Assistant Professor University of Michigan Ann Arbor, Michigan, United States
Introduction:: Genome-scale metabolic models predict how the genetic state of a bacterium determines its phenotype in a particular environment. Ideally, these models allow investigators to predict phenotypes from a bacterial genome sequence alone. In practice, however, models must be reconciled against experimental data to improve their predictions and account for biological processes like transcriptional regulation that cannot be predicted de novo from the genome.
Most reconciliation algorithms for genome-scale models use an optimization framework where runtimes increase with the size of the experimental data. Unfortunately, such algorithms cannot cope with the massive datasets produced by recent advances in laboratory automation. Here we present a scalable evolutionary framework for reconciling genome-scale models against high-throughput phenotypic data. Our approach “evolves” a model by changing the presence and absence of enzymes and scoring the resulting models against a compendium of growth data. Our algorithm shows excellent scaling with respect to the size of the metabolic model and the experimental data, allowing researchers to use massive phenotypic datasets to improve models of increasing complexity.

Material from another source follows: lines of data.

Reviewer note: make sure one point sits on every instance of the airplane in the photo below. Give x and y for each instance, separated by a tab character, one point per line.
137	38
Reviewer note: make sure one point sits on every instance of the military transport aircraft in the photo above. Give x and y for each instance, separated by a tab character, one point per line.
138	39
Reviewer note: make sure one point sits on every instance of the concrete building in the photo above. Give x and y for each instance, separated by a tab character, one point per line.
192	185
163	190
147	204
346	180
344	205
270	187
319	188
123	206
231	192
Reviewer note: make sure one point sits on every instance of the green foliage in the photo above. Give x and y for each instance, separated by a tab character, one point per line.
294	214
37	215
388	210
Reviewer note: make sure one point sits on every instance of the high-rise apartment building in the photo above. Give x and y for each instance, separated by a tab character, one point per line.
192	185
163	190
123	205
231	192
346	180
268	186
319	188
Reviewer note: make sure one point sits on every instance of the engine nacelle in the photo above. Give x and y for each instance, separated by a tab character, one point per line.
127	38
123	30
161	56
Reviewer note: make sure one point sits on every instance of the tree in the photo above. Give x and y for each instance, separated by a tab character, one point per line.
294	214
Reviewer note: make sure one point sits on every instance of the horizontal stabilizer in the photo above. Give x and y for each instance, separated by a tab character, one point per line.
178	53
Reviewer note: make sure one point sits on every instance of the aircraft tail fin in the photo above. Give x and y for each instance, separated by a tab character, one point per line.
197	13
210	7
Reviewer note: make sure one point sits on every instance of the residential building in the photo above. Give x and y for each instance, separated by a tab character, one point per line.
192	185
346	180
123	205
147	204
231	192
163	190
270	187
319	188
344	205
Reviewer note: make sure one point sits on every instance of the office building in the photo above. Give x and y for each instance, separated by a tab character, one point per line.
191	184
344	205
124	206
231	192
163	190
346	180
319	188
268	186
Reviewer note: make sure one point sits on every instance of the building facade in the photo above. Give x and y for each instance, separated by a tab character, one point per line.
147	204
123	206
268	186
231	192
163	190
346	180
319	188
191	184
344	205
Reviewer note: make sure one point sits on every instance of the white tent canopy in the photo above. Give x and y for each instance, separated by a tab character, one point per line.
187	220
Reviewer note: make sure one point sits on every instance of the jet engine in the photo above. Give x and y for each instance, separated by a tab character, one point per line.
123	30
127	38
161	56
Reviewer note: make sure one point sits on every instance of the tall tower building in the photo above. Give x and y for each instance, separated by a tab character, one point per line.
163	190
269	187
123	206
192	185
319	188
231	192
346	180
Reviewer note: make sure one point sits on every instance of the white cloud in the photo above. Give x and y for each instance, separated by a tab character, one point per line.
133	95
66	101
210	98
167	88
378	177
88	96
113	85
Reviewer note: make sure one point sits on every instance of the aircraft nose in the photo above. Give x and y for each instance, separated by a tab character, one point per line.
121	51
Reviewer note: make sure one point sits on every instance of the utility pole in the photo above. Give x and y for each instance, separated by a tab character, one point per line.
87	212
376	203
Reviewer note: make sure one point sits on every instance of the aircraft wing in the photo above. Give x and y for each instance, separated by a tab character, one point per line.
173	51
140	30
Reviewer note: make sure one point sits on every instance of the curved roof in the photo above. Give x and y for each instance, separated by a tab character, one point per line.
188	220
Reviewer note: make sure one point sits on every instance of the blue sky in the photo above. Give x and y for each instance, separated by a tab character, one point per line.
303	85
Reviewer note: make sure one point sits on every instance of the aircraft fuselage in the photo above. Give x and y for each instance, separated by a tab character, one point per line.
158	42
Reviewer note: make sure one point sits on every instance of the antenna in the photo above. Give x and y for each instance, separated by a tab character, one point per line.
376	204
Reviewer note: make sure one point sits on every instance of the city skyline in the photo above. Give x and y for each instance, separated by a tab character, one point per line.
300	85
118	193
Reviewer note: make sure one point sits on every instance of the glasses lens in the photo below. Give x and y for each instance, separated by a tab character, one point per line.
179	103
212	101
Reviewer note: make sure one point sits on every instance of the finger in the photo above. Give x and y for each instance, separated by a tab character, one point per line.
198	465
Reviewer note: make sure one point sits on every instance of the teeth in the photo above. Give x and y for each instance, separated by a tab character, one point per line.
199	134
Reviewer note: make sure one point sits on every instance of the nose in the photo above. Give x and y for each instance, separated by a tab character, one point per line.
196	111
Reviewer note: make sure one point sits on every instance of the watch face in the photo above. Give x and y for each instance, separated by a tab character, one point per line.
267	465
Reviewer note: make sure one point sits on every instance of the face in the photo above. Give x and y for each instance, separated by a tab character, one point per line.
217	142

Materials and Methods:: We tested our evolutionary approach on a genome-scale metabolic model of the oral bacterium Streptococcus sanguinis. The model’s 584 enzymes catalyze 805 metabolic reactions that transform 606 metabolites. The S. sanguinis model was based on a previously published model for another oral bacterium, S. mutans (Jijakli & Jensen, 2019).
Our algorithm searched for a binary state representing each of the 584 enzymes in the model. Enzymes were mapped to reactions using a flux coupling approach described in Pradhan, et al. (2019). Enzymes set to “off” during evolution prevented the associated reactions from carrying flux, while reactions with “on” enzymes could carry any physiologically feasible flux. Populations of binary enzyme vectors were mutated and subjected to uniform crossover using a genetic algorithm. The fitness of each vector was quantified by comparing flux balance analysis simulations to growth measured in 7,534 media by an automated phenotyping system. Evolution continued until the population or its fitness values stabilized.
Results, Conclusions, and Discussions:: The S. sanguinis model vastly overpredicted growth before reconciliation with experimental data. For example, the model predicted that S. sanguinis can synthesize all amino acids de novo due to a complete set of biosynthetic pathways in its genome. However, our experimental data reveal that S. sanguinis has multiple amino acid auxotrophies.
Starting with random enzyme vectors, our evolutionary algorithm required fewer than 500 generations to improve the model’s predictions. All of the improvements changed “grow” predictions to “no-grow” by inactivating enzymes. Fixing inaccurate no-growth predictions by the model would require adding additional reactions to the model, which is a future direction for this work.
Our most significant observation is that the quality and depth of the experimental data has the largest effect on our algorithm’s performance. This finding has two implications. First, future algorithms should scale well with increasing experimental data, as algorithms that are limited to small datasets may underperform their big-data analogues. Second, algorithm developers should embrace automation and new technologies for data collection to maximize the performance of their algorithms. Computational biologists can help design experiments that meet the needs of their algorithms and are maximally informative for reconciling a model.